Dans le cadre de son activité, la société Vidanges services a embauché en qualité de chauffeur opérateur vidange MM. [D] [E] et [G] [Y], respectivement les 30 août 2016 et 29 juillet 2019.
Les deux salariés ont démissionné de leur emploi, M. [D] [E] le 14 décembre 2020, M. [G] [Y] le 20 novembre 2020.
M.M [G] [Y] et [D] [E] ont créé leur propre société, SARL VAS 3D (Vidanges assainissement services), exerçant une activité sensiblement identique à celle de la SAS Vidanges services, société qu’ils ont immatriculée le 4 janvier 2021 avec un début d’activité fixé au 17 décembre 2020.

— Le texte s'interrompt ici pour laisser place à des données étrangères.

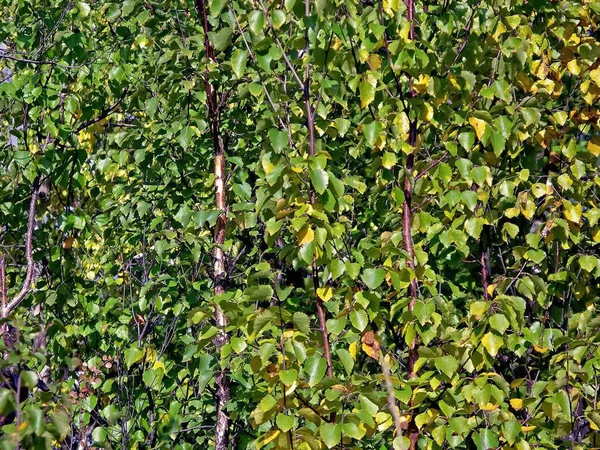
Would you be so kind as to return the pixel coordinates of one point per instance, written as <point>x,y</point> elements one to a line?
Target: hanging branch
<point>29,277</point>
<point>310,125</point>
<point>222,391</point>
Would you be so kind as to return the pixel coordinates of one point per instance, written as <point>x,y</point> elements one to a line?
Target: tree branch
<point>29,278</point>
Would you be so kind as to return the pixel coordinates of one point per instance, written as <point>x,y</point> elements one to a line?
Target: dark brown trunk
<point>413,431</point>
<point>310,124</point>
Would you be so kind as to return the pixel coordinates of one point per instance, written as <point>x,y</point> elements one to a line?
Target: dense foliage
<point>300,224</point>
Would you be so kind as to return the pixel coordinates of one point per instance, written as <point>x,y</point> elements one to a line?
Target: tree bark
<point>30,276</point>
<point>222,386</point>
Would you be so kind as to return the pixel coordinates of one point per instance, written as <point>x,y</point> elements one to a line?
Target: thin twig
<point>29,278</point>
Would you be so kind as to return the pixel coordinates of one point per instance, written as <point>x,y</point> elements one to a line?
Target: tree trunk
<point>222,389</point>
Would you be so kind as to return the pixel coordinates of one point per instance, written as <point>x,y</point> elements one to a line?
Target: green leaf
<point>284,422</point>
<point>447,365</point>
<point>367,92</point>
<point>372,131</point>
<point>347,360</point>
<point>278,139</point>
<point>238,62</point>
<point>499,322</point>
<point>315,368</point>
<point>133,355</point>
<point>423,311</point>
<point>288,377</point>
<point>467,140</point>
<point>185,137</point>
<point>589,263</point>
<point>256,20</point>
<point>331,434</point>
<point>359,319</point>
<point>319,179</point>
<point>492,343</point>
<point>373,277</point>
<point>469,198</point>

Se plaignant d’une importante perte de clientèle à compter de janvier 2021 et soupçonnant des agissements constitutifs d’un détournement de clientèle et des actes de concurrence déloyale de la part de ses anciens salariés, MM. [E] et [Y], la SAS Vidanges services, dans la perspective d’une action au fond, a, par acte d’huissier de justice du 31 octobre 2022, fait assigner la SARL VAS 3D en référé devant le président du tribunal de commerce de Caen, afin d’obtenir, au visa de l’articles 145 du code de procédure civile, la production, sous astreinte, des comptes sociaux détaillés et complets de la SARL VAS 3D au 31 décembre 2021, ainsi que de son journal des ventes au format Word et fichier Excel du 1er janvier 2021 jusqu’au jour de la décision à intervenir.
Par ordonnance du 2 mars 2023, le président du tribunal de commerce de Caen a :
– débouté la SAS Vidanges Services de sa demande ;
– condamné la SAS Vidanges services à payer à la société V.A.S. 3D la somme de 1.000 euros au titre de l’article 700 du code de procédure civile ;
– condamné la SAS Vidanges services aux entiers dépens, y compris les frais de greffe s’élevant à la somme de 40,65 euros dont 6,77 euros de TVA.
Par déclaration au greffe du 17 mars 2023, la SAS Vidanges services a relevé appel de cette ordonnance.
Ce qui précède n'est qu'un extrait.